Small Farms, Big Issues: Why the farmers and the fishermen should be friends
What do farmers and fishermen dream about? A bumper crop of zucchini and calm seas? Perhaps. But both lose sleep over some of the same things: finding markets for their products, transporting their goods cheaply, tapping into the local foods movement and protecting the natural resources on which they both depend.
Although the two groups face similar challenges in keeping their businesses afloat, they rarely compare notes. Two recent graduates in the Friedman School’s Agriculture, Food and Environment Program, Amanda Beal, N11, and Ellen Tyler, N11, are trying to change that. With a grant from the Eat Local Foods Coalition of Maine, they organized a series of forums around the state where farmers and fishermen could get together to talk and swap strategies.
“We’re looking for really creative solutions to help both groups,” Tyler says of the project, called By Land and By Sea. “So the more diverse perspectives we can pull in, the more innovative strategies will emerge.”
Farmers and fishermen who share transportation, for example, could potentially cut their costs and reduce emissions. “We’ve got a lot of empty trucks heading up the coast to pick up fish and a lot of empty trucks heading in the other direction to pick up produce,” Beal points out. “It’s kind of inefficient.”

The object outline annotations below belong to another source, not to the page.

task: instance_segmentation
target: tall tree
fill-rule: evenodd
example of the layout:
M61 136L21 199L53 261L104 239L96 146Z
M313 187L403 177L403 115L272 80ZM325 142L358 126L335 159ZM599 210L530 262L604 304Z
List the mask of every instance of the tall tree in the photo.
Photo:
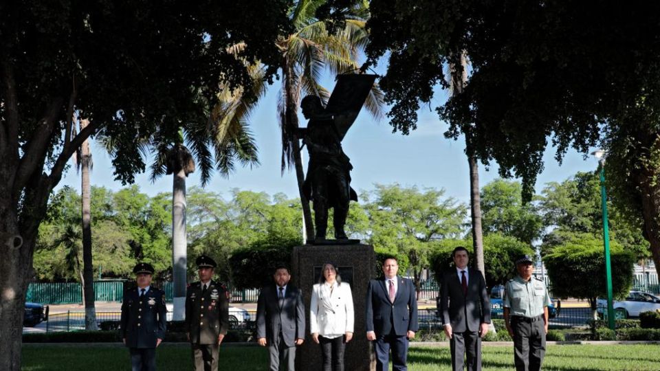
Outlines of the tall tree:
M368 241L408 260L419 295L421 273L428 267L431 242L459 236L464 232L467 210L444 190L376 185L373 200L366 199L371 231Z
M118 179L132 181L144 168L138 138L208 110L221 80L249 84L227 45L244 42L248 59L273 65L287 3L0 3L0 369L20 369L38 227L73 153L102 131L121 143ZM91 123L73 136L76 107Z
M282 88L278 103L278 115L282 132L282 171L294 164L298 182L307 240L314 240L314 227L309 201L303 190L305 174L300 154L298 109L302 94L314 95L324 102L329 91L321 86L324 69L331 74L355 71L358 58L367 43L364 25L369 16L368 4L349 1L344 12L329 18L324 0L299 0L290 12L294 30L281 36L277 45L282 53L280 67ZM322 16L326 16L323 17ZM330 27L329 27L330 26ZM371 90L365 107L375 117L381 115L382 99L380 90Z
M531 246L541 237L543 221L535 203L523 203L520 182L495 179L481 188L485 233L501 233Z
M452 95L463 93L468 82L468 56L465 52L452 56L449 64L451 82L450 89ZM485 277L486 271L483 262L483 232L481 227L481 199L479 193L479 164L472 148L471 131L465 135L465 154L470 166L470 210L472 223L472 248L474 253L474 266Z
M78 118L78 131L82 131L89 125L87 119ZM85 329L98 330L96 323L96 308L94 306L94 268L91 251L91 184L89 172L91 171L91 149L89 139L85 139L76 152L76 165L80 171L81 222L82 227L82 301L85 304Z
M390 52L381 85L395 127L415 128L419 102L430 102L442 65L465 50L470 81L438 107L450 123L446 135L474 126L477 157L496 161L503 177L522 178L526 201L549 137L558 161L571 147L585 154L605 147L608 186L643 225L660 271L660 29L652 15L660 5L636 3L624 14L618 4L590 1L406 5L371 3L368 54L375 61Z

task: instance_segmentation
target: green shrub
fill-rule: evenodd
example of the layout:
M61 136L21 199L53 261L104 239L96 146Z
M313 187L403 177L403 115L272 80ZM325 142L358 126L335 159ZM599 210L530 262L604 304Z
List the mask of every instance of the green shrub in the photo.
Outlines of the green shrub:
M116 331L119 330L120 323L120 321L103 321L98 325L98 328L103 331Z
M616 340L617 335L613 330L606 327L601 327L596 328L593 339L596 341Z
M69 331L24 334L24 343L115 343L121 341L117 331Z
M504 324L504 319L492 319L493 326L495 326L495 330L507 332L507 327Z
M608 325L607 321L603 319L591 319L589 321L589 326L593 331L597 328L607 328ZM614 328L617 330L619 328L636 328L639 327L639 319L617 319L614 322Z
M415 334L417 341L444 341L447 339L442 329L420 329Z
M659 341L660 328L622 328L617 331L618 340Z
M660 328L660 311L639 313L639 326L642 328Z
M545 339L548 341L565 341L566 335L559 330L550 330L545 335Z

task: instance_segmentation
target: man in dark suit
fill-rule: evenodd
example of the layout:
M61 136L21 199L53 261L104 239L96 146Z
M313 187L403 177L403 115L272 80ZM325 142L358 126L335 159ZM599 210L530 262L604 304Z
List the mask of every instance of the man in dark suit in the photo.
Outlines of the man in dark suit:
M481 370L481 338L488 333L490 300L481 272L468 267L468 249L452 253L456 269L445 272L441 283L440 310L445 334L450 339L452 369Z
M199 281L186 293L186 330L196 371L217 371L220 344L229 329L229 292L212 280L216 263L202 255L195 260Z
M419 327L415 286L398 271L395 258L386 259L384 279L371 280L366 291L366 338L374 342L378 371L387 371L390 348L393 370L408 370L408 343Z
M124 293L120 335L131 353L133 371L156 370L156 347L167 328L165 293L151 286L153 267L139 263L133 268L138 287Z
M257 342L268 346L271 371L294 371L296 346L305 339L302 294L289 284L291 273L286 267L278 266L273 278L275 284L261 289L256 304Z

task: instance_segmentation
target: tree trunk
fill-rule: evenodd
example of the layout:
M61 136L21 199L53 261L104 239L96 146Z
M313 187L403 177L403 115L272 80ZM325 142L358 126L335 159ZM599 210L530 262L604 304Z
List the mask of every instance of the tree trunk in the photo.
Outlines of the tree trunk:
M173 174L172 189L172 276L174 281L173 319L182 321L186 316L187 238L186 236L186 170Z
M460 67L458 65L460 64ZM468 56L465 51L450 65L452 74L452 93L457 95L463 92L468 81ZM481 199L479 195L479 166L470 142L471 128L465 128L465 154L470 165L470 206L472 223L472 247L474 251L474 266L484 277L486 276L483 265L483 234L481 230Z
M298 192L300 196L300 203L302 205L302 218L304 220L305 234L307 240L314 239L314 225L311 219L311 210L309 207L309 200L307 199L303 192L302 185L305 183L305 172L302 169L302 158L300 156L300 144L298 137L298 101L294 94L294 85L291 81L293 71L285 63L283 67L286 71L284 77L285 93L287 95L287 106L285 113L285 126L291 136L291 148L294 154L294 165L296 168L296 180L298 182ZM307 243L307 241L305 241Z
M80 130L89 121L80 120ZM91 252L91 207L89 182L89 170L91 166L91 150L89 139L85 139L80 146L80 175L82 190L82 293L85 302L85 329L98 330L96 324L96 310L94 307L94 268Z
M650 245L655 270L660 276L660 185L652 178L641 183L644 230Z
M25 245L26 241L14 223L15 216L8 215L13 213L6 204L0 206L0 370L19 371L25 295L33 249Z
M468 137L465 137L465 144ZM474 266L484 277L486 271L483 265L483 234L481 231L481 198L479 194L479 166L474 155L468 155L470 164L470 206L472 221L472 247L474 249Z

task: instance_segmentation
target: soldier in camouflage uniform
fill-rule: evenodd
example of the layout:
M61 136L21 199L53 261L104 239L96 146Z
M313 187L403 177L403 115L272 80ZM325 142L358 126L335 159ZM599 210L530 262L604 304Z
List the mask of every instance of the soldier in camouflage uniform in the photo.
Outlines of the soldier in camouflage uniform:
M199 281L186 293L186 329L192 348L196 371L217 371L218 351L229 329L229 291L212 280L216 263L208 256L197 258Z
M531 258L516 260L518 276L509 280L504 293L504 323L514 339L517 371L538 371L545 355L550 296L545 283L532 277Z

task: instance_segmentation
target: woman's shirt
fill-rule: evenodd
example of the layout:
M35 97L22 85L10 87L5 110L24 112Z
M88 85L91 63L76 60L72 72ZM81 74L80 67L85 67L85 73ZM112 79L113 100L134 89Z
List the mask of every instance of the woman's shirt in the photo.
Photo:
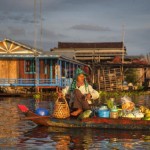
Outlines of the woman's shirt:
M88 85L88 87L85 88L85 85L81 85L80 87L76 86L76 89L80 90L81 93L83 95L86 94L91 94L91 99L95 100L99 98L99 93L98 91L94 90L93 87L91 85ZM62 90L63 95L65 96L66 94L69 94L69 86L66 86L63 90ZM71 93L70 93L71 94ZM71 94L72 95L72 94ZM71 96L72 97L72 96Z

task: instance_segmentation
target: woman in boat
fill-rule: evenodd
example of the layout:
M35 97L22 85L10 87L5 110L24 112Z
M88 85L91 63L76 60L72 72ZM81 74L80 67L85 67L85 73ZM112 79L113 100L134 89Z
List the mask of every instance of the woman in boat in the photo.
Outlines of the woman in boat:
M73 112L72 116L78 116L81 112L90 109L91 99L99 98L99 93L88 84L87 74L80 68L75 71L75 76L70 86L66 86L58 93L59 97L66 96L70 98L69 106Z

The two groups could also team up in educating their communities. Consumers are starting to cook more often with seasonably available produce, and teaching them about the seasonality of fish could be the next step. “There is a really dedicated core of people who want to buy locally and are willing to go out of their way to do it,” Beal says.
The students have already seen some surf-turf crossovers. A few fisheries have copied the Community Supported Agriculture model. Just as CSA members purchase shares of a harvest at a local farm, local fishery customers buy a share of the week’s catch. Some farmers’ markets have also started offering fresh fish from local fishermen, though not all allow it.
Although they may have a reputation for Yankee reticence, the farmers and fishermen had a lot to share at the forums. “There were definitely some community connections that we watched happen in those rooms,” Tyler says.
At one meeting, a farmer asked a fisherman whether lobster shells, which are a natural source of lime, could be composted locally for fertilizer. Many Maine lobsters get shipped to Canada for processing, taking their shells with them. Setting up more facilities for processing fish locally would keep those useful byproducts from needlessly traveling hundreds of miles.
In fact, the lack of processing facilities in Maine is a disadvantage to both fishermen and livestock farmers. “We’ve lost a lot of processing infrastructure from both industries, and we really need to look at how to rebuild that,” Beal says. “We have meat that goes to Maryland to be processed that comes back and is sold as locally raised meat. We have milk that goes to New York to be bottled. We’re seeing food travel a long way.”
Just as important as getting the farmers and fishermen together was connecting the various groups that support them. As veterans of food policy circles and natives of Maine, Tyler and Beal could see there were many organizations “that were working with farmers or fisheries but weren’t really working with each other,” says Beal. “We thought it could be beneficial to bring those entities together to think about how to best utilize their resources.”
The students have gotten some recognition for their efforts. They were named winners of the 2010 Dow Sustainability Innovation Student Challenge, which recognized the ultimate goal of the project: building a more resilient food system.
They were also delegates to Terra Madre, the annual international food conference in Italy, where Beal was asked to moderate a session and an online forum on the potential connection between farmers and fishermen worldwide.
Eventually, the two would like to see more farmer/fisherman discussions about natural resources, climate change and the ways what we do on land may affect fish stocks in the Gulf of Maine. “There is a link there that we probably don’t fully understand,” Beal says.
“If and when those issues come up,” Tyler adds, “we’ll have a community of food producers who are used to working together and who know each other”—and who can keep the conversation going.
This story first appeared in the Winter 2010 Tufts Nutrition magazine.